The Guardian reports that the Law Institute of Victoria has said it is “extremely concerned” about political attacks on the judiciary after the federal home affairs minister, Peter Dutton, blamed the state’s street crime on the appointment of “civil libertarians” to the courts. It is reported that Dutton, who has previously said Victorians were “afraid to go out to dinner” doubled down on comments he made on Thursday – when he stated there was a “problem with some of the judges and magistrates … and some of the bail decisions”– by accusing the judiciary of handing down “soft sentences” on Friday. Speaking to Melbourne radio station 3AW, Dutton ramped up the Turnbull government’s attack on the Victorian Labor government and drew in the state’s judiciary writes the Guardian.
“The solution, in part, is to make sure that the appointments that you’re making to the magistrates’ court, are people who will impose sentences and will provide some deterrence to people repeatedly coming before the courts,” he commented.
While not singling Dutton out, its president Belinda Wilson from the Law Institute of Victoria said recent attacks on the Victorian legal sphere were “totally inappropriate and without foundation”.
“There is no place for political attacks on the judiciary and undermining the independence of our judges and magistrates,” she commented in a statement.
Whistleblower reveals Australian Defence Force cover-up culture.
The Daily telegraph reports that an investigation-in-confidence report obtained by The Saturday Telegraph shows $70,879 in allowance overpayments made to 17 officers in the Sydney-based Sea Training Group, with fraud investigators noting commanders “may have been aware of the issue but did not take action to address the situation at the time”.
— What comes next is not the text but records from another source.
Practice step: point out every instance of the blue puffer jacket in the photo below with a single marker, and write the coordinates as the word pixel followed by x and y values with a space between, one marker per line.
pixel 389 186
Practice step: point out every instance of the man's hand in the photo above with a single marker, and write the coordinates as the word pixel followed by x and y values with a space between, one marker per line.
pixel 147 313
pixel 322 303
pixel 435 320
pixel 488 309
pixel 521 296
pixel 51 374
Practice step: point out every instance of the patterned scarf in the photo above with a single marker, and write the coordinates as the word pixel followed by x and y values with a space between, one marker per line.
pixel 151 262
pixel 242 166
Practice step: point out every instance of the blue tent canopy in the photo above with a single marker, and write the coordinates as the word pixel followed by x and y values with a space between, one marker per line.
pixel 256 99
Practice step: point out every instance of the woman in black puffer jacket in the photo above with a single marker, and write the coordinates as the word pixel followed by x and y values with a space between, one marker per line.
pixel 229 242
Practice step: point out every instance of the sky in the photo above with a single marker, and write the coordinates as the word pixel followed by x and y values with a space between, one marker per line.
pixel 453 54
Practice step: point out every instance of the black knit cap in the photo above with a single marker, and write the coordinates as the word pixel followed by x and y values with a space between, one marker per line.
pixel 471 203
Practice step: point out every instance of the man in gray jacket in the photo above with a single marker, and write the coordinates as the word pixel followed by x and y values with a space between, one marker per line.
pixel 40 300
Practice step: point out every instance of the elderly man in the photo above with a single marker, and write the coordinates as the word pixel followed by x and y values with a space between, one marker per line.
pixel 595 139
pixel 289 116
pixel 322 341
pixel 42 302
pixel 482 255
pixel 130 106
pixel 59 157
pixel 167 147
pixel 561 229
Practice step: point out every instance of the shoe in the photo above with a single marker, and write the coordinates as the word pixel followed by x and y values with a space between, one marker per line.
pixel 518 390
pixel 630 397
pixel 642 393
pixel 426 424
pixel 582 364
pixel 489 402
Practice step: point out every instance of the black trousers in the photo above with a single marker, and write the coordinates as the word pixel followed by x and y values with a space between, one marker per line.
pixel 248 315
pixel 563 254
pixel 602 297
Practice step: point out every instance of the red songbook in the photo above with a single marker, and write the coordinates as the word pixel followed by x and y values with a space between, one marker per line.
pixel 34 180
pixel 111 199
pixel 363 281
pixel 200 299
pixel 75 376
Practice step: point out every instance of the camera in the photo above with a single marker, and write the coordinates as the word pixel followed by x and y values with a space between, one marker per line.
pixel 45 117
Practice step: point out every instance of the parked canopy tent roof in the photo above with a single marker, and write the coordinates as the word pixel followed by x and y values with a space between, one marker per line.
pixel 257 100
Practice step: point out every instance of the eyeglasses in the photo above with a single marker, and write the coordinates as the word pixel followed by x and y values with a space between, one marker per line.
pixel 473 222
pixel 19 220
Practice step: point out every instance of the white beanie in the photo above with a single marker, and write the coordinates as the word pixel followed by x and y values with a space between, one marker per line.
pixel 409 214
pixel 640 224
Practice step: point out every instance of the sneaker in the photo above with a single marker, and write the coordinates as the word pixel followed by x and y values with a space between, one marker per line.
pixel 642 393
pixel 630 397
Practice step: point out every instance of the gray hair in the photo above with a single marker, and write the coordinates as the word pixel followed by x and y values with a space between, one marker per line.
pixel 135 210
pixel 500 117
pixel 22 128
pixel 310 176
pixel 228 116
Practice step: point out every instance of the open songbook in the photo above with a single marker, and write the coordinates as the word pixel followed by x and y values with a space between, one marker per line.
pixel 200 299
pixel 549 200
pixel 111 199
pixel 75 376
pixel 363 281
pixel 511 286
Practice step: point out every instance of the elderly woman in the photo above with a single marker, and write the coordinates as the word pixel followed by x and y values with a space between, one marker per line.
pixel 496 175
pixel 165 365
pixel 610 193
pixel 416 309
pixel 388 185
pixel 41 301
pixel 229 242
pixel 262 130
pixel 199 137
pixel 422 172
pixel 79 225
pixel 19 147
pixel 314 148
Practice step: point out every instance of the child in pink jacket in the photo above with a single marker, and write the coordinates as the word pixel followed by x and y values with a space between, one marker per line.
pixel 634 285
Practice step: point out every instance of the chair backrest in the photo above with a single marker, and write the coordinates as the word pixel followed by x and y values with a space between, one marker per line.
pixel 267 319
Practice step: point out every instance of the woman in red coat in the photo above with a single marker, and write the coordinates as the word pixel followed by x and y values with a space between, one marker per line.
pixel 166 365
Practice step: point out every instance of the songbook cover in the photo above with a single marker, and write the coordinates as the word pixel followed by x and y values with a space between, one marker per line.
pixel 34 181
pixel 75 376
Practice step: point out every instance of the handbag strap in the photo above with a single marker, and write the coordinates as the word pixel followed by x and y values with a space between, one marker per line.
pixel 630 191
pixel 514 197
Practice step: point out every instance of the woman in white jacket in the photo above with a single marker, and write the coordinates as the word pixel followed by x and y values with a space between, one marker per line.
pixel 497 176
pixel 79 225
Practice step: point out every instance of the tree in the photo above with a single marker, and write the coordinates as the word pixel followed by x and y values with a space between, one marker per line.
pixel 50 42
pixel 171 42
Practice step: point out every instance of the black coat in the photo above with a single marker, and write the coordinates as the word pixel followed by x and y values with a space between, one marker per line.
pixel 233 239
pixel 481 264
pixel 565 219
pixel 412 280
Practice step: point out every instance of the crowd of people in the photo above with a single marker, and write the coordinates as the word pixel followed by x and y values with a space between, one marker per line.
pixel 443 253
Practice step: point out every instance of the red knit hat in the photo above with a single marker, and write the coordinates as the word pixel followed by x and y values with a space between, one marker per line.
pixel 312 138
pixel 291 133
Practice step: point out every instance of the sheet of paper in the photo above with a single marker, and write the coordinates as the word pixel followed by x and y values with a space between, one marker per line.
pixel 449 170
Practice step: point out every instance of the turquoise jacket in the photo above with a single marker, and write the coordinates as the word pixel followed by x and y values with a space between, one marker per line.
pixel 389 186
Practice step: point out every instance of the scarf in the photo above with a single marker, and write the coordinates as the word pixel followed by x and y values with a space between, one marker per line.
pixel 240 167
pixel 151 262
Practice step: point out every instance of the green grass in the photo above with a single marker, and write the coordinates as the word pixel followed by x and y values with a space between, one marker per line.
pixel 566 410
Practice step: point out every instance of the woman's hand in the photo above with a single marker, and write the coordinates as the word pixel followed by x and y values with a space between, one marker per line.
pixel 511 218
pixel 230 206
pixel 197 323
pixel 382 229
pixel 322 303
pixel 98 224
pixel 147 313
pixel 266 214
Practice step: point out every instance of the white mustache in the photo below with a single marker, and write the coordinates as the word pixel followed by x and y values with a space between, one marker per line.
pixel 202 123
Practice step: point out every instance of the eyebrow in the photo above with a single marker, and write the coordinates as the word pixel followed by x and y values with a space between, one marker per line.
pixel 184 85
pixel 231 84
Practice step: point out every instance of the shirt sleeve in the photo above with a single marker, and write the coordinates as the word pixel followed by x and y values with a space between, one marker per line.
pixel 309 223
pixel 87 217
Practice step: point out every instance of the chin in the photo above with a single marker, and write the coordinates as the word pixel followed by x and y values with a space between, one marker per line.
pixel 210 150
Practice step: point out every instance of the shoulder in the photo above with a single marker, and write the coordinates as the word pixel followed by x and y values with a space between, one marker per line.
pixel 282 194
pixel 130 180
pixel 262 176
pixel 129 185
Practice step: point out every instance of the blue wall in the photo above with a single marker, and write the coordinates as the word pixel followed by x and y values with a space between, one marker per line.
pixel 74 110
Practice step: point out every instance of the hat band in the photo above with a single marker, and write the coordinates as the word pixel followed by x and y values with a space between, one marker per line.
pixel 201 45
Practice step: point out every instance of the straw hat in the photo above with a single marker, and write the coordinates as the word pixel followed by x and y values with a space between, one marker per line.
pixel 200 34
“Anecdotal evidence suggests that the overpayment of allowances to STG personnel has arisen from a culture of perceived ‘entitlement’ arising out of the nature of duties performed by those personnel,” the 2010 report states.
“Adding weight to the sense of entitlement by some personnel is the apparent culpability of those who received overpayments.”
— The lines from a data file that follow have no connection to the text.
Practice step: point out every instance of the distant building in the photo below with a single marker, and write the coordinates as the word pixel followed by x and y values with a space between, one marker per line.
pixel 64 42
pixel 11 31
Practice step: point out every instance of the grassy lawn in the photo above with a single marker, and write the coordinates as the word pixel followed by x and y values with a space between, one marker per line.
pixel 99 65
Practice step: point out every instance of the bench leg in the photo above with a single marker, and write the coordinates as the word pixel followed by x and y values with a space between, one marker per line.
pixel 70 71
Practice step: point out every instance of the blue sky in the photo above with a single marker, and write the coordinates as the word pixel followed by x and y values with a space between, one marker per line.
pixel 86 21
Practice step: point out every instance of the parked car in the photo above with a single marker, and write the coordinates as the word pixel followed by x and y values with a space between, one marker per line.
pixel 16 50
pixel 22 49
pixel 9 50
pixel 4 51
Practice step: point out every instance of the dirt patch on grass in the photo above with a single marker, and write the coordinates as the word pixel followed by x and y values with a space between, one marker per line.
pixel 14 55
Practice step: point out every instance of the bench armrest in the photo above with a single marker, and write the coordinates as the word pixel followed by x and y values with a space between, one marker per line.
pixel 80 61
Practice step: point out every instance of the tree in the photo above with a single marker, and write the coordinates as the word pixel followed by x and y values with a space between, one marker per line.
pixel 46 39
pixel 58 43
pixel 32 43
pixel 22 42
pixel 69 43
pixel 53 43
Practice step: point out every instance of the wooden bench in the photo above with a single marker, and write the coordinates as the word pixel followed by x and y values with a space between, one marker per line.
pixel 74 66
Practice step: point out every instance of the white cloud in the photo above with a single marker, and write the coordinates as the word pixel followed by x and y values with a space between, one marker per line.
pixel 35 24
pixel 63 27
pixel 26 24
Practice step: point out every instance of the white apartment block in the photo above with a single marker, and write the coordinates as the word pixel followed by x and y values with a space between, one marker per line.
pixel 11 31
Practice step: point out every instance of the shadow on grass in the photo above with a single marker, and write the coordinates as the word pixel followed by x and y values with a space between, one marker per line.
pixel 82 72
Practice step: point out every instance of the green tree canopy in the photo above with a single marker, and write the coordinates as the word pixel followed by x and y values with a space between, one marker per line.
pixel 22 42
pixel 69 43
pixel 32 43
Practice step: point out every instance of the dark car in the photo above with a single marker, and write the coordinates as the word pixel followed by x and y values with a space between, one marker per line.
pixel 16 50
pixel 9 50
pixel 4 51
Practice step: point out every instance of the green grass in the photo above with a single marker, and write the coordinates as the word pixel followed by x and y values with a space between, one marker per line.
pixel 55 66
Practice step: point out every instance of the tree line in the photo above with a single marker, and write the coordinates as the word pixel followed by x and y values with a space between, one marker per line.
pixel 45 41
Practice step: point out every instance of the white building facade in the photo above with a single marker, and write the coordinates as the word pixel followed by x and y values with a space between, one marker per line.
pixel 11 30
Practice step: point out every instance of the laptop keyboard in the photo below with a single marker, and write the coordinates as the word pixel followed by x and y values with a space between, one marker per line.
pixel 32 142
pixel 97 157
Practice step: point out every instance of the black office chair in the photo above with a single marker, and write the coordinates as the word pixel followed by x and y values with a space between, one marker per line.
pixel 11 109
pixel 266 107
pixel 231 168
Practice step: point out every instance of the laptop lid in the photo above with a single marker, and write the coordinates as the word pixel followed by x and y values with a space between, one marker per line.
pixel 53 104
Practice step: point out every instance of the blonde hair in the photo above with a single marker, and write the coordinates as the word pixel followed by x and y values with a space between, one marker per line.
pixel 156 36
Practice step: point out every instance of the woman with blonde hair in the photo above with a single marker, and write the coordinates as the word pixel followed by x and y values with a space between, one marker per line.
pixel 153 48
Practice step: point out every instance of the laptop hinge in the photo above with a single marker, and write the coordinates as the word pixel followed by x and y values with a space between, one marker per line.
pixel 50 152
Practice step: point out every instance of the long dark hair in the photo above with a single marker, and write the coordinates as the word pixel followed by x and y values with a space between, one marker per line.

It is reported that the Defence Department confirmed none of the officers involved had been punished, and said there was “insufficient evidence to substantiate claims of fraudulent activity”.
The Daily Telegraph last week revealed that investigators reclaimed less than a third of almost $4 million lost to fraud by armed forces personnel in the past five years. It is reported that just one quarter of the 1380 fraud investigations completed in that time reported resulting in criminal or disciplinary action. More than $608,590 was lost through credit card fraud, entitlement abuse and unethical conduct in the past year alone, of which just $225,900 has been returned the Daily Telegraph writes. It is reported that the majority of the loss — $437,000 — was due to entitlement abuse.
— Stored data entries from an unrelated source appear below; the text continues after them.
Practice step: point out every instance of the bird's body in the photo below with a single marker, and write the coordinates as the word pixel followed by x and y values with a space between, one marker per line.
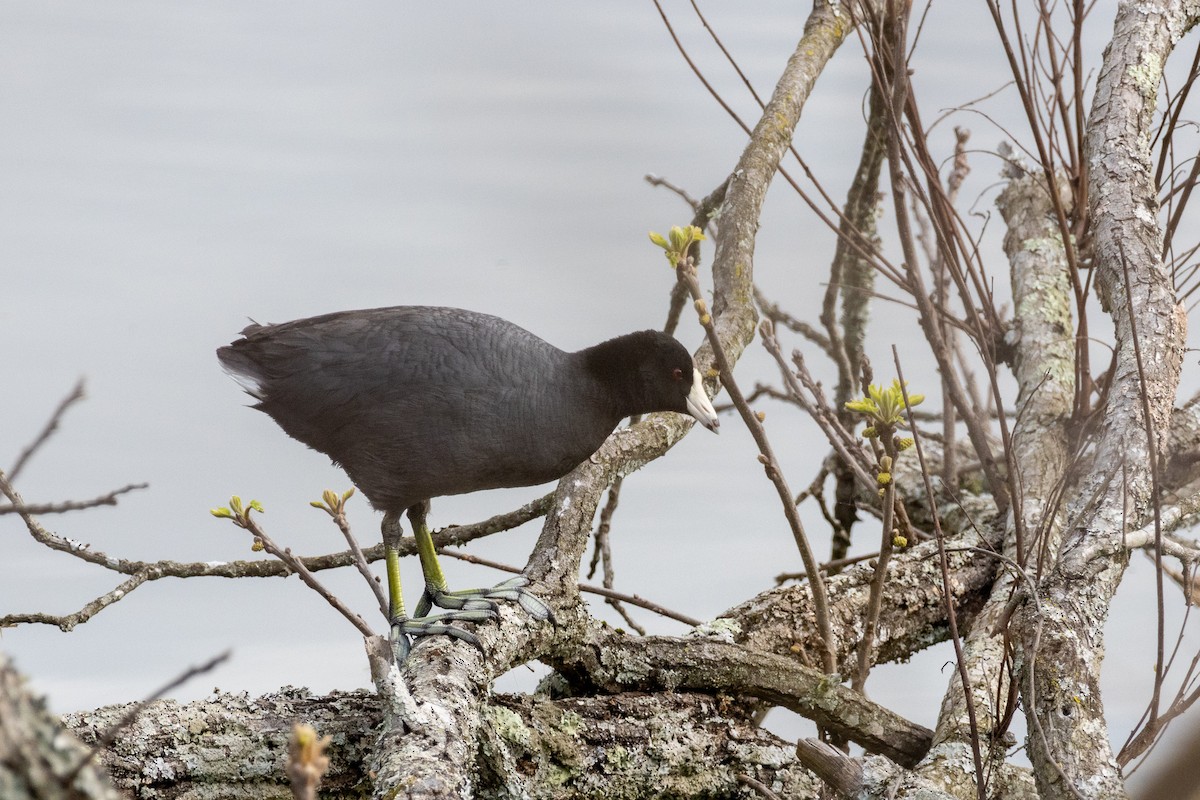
pixel 421 402
pixel 417 403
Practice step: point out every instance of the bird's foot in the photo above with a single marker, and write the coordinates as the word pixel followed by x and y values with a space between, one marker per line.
pixel 514 589
pixel 409 627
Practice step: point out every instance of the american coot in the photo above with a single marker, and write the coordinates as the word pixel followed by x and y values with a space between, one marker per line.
pixel 420 402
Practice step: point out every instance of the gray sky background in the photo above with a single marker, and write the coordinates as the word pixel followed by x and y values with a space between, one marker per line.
pixel 168 170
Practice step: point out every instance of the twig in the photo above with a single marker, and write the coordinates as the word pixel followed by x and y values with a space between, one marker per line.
pixel 71 505
pixel 687 274
pixel 109 735
pixel 297 565
pixel 52 425
pixel 633 600
pixel 951 613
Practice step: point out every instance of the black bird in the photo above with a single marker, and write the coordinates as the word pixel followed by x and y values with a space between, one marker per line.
pixel 420 402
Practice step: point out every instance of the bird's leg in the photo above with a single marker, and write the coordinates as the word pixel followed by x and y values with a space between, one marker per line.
pixel 401 626
pixel 437 591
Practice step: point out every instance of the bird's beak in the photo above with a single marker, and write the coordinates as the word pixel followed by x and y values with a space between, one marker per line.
pixel 699 404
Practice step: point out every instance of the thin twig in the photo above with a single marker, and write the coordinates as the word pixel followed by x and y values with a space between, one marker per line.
pixel 109 735
pixel 52 425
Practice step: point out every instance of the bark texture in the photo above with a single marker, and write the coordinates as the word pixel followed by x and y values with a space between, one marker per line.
pixel 1062 630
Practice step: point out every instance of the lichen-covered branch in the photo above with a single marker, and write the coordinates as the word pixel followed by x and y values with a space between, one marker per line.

Citizenship Crisis: Jewish heritage could present citizenship headache for PM and others.
The New Daily reports that you could hardly find a non-indigenous Australian whose roots are more deeply planted in Australia than Malcolm Turnbull. After all, he proudly descends from a staunch supporter of Captain William Bligh, an early governor. Yet, in Israel last week, there was an article that raises questions about whether the Prime Minister would be considered beholden to a foreign power under Australian law. The article, is an old Times of Israel piece speculating about whether the Australian PM is a Jew they write.
“My mother always used to say that her mother’s family was Jewish,” it quotes Mr Turnbull as saying.
The Prime Minister goes on to say he has “never really looked into it” – just like John Alexander, now resigned from Parliament, had not looked into his father’s situation they report. It is reported that section 44 of the Australian constitution, as we are all becoming aware, prohibits not only dual nationals from being in Parliament, but also someone who is “entitled to the rights or privileges of a subject or citizen of a foreign power”. Israel’s ‘Right of Return’ and Citizenship Law, which allows Jewish descendants to settle and claim citizenship. Under Jewish tradition they report, the religion extends through the female line. Hence, if your mother or grandmother is Jewish, you may be Jewish too.
Workers can't bargain on a good pay rise.
The ABC reports that Australian workers who have endured record low pay increases over the past couple of years are unlikely to see their incomes rise soon, with miserly wage increases locked into enterprise agreements (EBAs). EBAs they write, cover 36 per cent of employees, and tend to cover workers in more unionised sectors who get higher than average pay outcomes. However they report, the wage increases pencilled into the latest agreements are just 2.2 per cent per annum, a fresh record low. Even in the hot economic sector of construction they write, which is being powered by a record apartment building boom and large public transport projects, wage increases in the latest agreements are only averaging 3.1 per cent per annum. There is also a record gap between the annual pay rises locked into existing agreements (2.9 per cent) versus the new ones, which means that wages are still on the way down rather than up the ABC reports.
"Given that they [EBAs] have an average duration of about three years, that means that these EBAs struck in the last quarter are actually going to impact wages for some time to come," said UBS economist Carlos Cacho.
It is reported that barring a sudden rebound in wages negotiated between unions and employers, that impact on wages is likely to be negative.